Il presidente della Repubblica Sergio Mattarella farà visita questa mattina ad Andria per rendere omaggio alle vittime della catastrofe ferroviaria avvenuta un decennio fa sulla tratta regionale tra Andria e Corato. Lo schianto tra due convogli il 12 luglio 2016 provocò 23 decessi e 51 feriti, rappresentando uno degli incidenti più gravi degli ultimi anni sulle ferrovie italiane. Alla cerimonia commemorativa saranno presenti i familiari delle vittime e dei superstiti, insieme al governatore pugliese Antonio Decaro e alla prima cittadina di Andria Giovanna Bruno, oltre a numerose personalità civili, religiose e militari locali.

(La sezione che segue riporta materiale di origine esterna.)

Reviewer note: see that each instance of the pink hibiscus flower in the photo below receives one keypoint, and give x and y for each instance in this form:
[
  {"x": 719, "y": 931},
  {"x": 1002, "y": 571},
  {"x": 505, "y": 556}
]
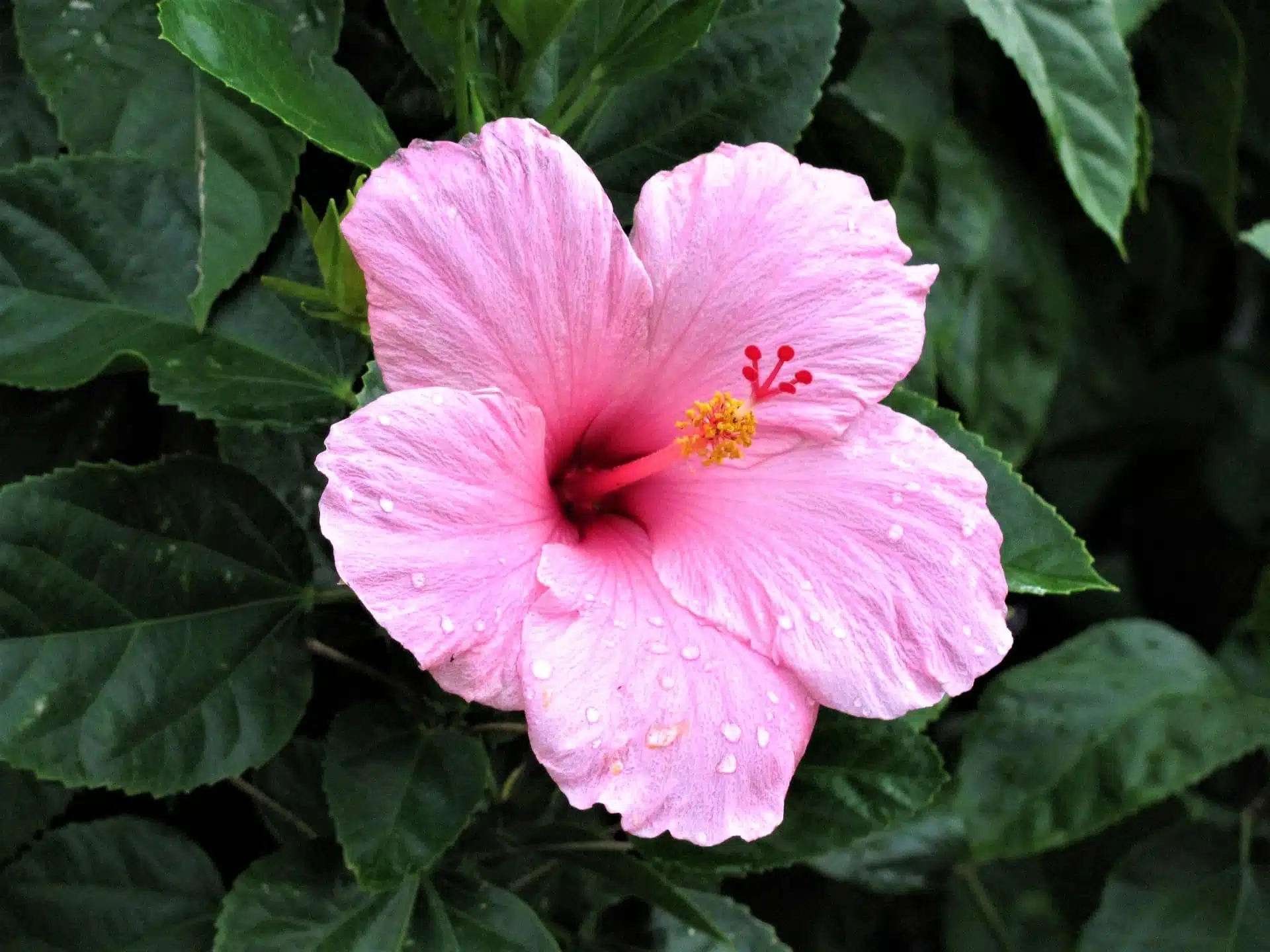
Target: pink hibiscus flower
[{"x": 562, "y": 508}]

L'incidente si verificò sulla linea gestita da Ferrotramviaria, un percorso a binario singolo in alternato tra i due centri della provincia di Bari, dove circolavano i treni regionali. All'epoca dei fatti il controllo del traffico avveniva mediante il sistema del blocco telefonico, un meccanismo ormai superato: i capistazione si scambiavano autorizzazioni via dispaccio per permettere la partenza dei convogli verso la stazione successiva. Fu proprio una comunicazione errata a causare la tragedia: da Andria venne concesso il via libera alle 10.45 per far partire da Corato il treno Et1016, ma il convoglio Et1021 in partenza da Andria verso Corato fu fatto muovere alle 11.00 senza attendere l'arrivo del primo treno. Lo scontro frontale avvenne a velocità elevata circa cinque minuti dopo, risultando inevitabile.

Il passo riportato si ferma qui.